Taxpayers could be on the hook for roughly a third of the $1.6 trillion student loan portfolio, according to an analysis performed by Jeff Courtney, a former JP Morgan executive, for former Secretary of Education Betsy DeVos. The Biden administration has blown off the analysis as biased by DeVos’ conservative political agenda, which all but guarantees that the loan program will not be reformed any time soon. Unfortunately, as a detailed account in the Wall Street Journal explains, the bad loans are metastasizing and the quality of the loan portfolio is deteriorating at an alarming rate.

If one buys into Courtney’s analysis, the student loan program will have a come-to-Jesus moment of clarity and truth-telling eventually. The current trajectory is not fiscally sustainable. If the system is reformed to operate on an actuarially sound basis, it could create a crisis for higher education in America — and Virginia institutions are no exception.

According to State Council of Higher Education for Virginia data, 62% of students graduated from Virginia institutions with four-year bachelor’s degrees in 2017-18 borrowed money. They owed more than $34,000 on average. That doesn’t include those who dropped out before graduating.

The entire edifice of higher-ed in Virginia is built upon massive and growing student debt. If a reckoning with reality kicks out the props from that indebtedness, the effects will be wrenching. There is no sign that anyone in Virginia higher-ed is concerned about the possibility.

The federal budget assumes that government will recover 96% of every dollar that borrowers default on. Courtney was skeptical of that assumption because, based on his experience at JPMorgan, a 20% figure was more typical in the private sector for defaulted consumer loans not backed by a tangible asset, reports the Journal. The government was able to maintain the 96% fiction by rolling over non-performing loans into new loans, even if the borrowers hadn’t repaid anything.

In reality, Courtney suggested, the government is likely to recover just 51% to 63% of defaulted sums.

“If you accounted this way in the private sector, you wouldn’t be in business anymore,” DeVos told the Wall Street Journal in a December interview. “You’d probably be behind bars.”

Biden administration officials have spiked the Courtney accounting project, which, the Journal says, means that his financial model will not be used to value the loan portfolio. Bidenistas accused Courtney of using incomplete and inaccurate data and succumbing to major methodological shortcomings. While they accuse Courtney’s analysis of being politically motivated, their denial is just as political, motivated by a desire to let the money flow uninterrupted.

The assumptions built into the model for determining the performance of the student loan portfolio have real-world consequences. Profits on the loans are paid into the U.S. Treasury and help reduce the budget deficit. Losses increase the deficit. The Congressional Budget Office uses the assumptions in the loan-performance model to project federal spending, revenues, and deficits.
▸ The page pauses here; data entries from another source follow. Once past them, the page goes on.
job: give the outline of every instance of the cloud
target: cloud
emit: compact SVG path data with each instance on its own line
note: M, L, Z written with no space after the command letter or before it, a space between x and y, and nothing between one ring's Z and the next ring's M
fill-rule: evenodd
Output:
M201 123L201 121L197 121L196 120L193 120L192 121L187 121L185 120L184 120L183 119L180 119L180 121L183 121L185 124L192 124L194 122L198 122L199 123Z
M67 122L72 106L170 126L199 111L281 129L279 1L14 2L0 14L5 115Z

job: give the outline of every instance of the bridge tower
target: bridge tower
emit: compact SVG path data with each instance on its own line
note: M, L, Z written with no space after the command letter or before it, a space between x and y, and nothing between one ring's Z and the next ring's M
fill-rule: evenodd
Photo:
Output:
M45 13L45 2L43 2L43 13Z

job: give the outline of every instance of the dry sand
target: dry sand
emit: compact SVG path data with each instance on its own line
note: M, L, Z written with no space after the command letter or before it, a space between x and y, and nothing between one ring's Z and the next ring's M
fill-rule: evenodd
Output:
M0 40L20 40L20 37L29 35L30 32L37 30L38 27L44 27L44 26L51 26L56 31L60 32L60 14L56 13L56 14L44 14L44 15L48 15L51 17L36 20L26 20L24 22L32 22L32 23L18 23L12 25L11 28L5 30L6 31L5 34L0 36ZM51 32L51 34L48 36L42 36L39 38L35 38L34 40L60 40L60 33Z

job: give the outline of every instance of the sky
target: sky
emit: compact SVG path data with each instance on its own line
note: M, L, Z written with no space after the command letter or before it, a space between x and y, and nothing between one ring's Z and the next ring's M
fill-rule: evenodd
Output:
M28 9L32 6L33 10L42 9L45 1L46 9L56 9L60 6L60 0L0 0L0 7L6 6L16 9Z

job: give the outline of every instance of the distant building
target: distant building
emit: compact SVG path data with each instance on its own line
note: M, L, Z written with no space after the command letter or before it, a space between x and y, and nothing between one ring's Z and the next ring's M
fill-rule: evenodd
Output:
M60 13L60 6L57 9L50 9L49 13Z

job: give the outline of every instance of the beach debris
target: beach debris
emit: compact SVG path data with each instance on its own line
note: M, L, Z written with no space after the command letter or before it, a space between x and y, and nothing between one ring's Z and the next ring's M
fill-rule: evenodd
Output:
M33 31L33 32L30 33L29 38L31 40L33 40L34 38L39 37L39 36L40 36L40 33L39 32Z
Writes the Journal: The federal government extended $1.3 trillion in student loans from 20002 through 2017. On paper, those would earn it a $112 billion profit. But student repayment plummeted. In response, the government revised the projected profit down 36%, to $71.5 billion.”

The problem is getting worse. In fiscal 2019, the federal government projected it would lose four cents on each dollar of new loans. According to Courtney’s report, students who took out federal loans in the 1990s repaid on average 105% of the original balance, including interest, a decade later. Since 2006, they had repaid on average just 73% of their original balance after a decade.

A critical part of the problem: Not only did Education Department officials lend money without regard to borrowers’ credit scores, they did not even use the credit scores to estimate the likelihood of default. As it turned out, Courtney’s analysis said, the credit scores of four in 10 borrowers would qualify them as “distressed” — double the rate typical for private consumer loans. The government rolled over the bad debt, repackaging unpaid interest into the new loans. That made it possible to avoid classifying the loans as non-performing.

Yet another problem: Government estimates of how much borrowers’ incomes would rise were consistently wrong, Courtney found.

Bacon’s bottom line. The accounting behind the federal loan program is driven by the political desire to reward favored constituencies while maintaining the fiction that the program incurs no liabilities to the federal government. The Feds continue rolling over the debt, and it continues lending — saddling new generations of students with obligations they can never repay. Perpetuating the flow of loan dollars allows colleges and universities to continue growing bloated administrative overhead, engaging in mission creep, and jacking up tuition, fees, room, and board.

The entire higher-education system in the U.S. is built upon fraudulent accounting. Like all frauds, it cannot go on forever. When it blows, the meltdown will be spectacular.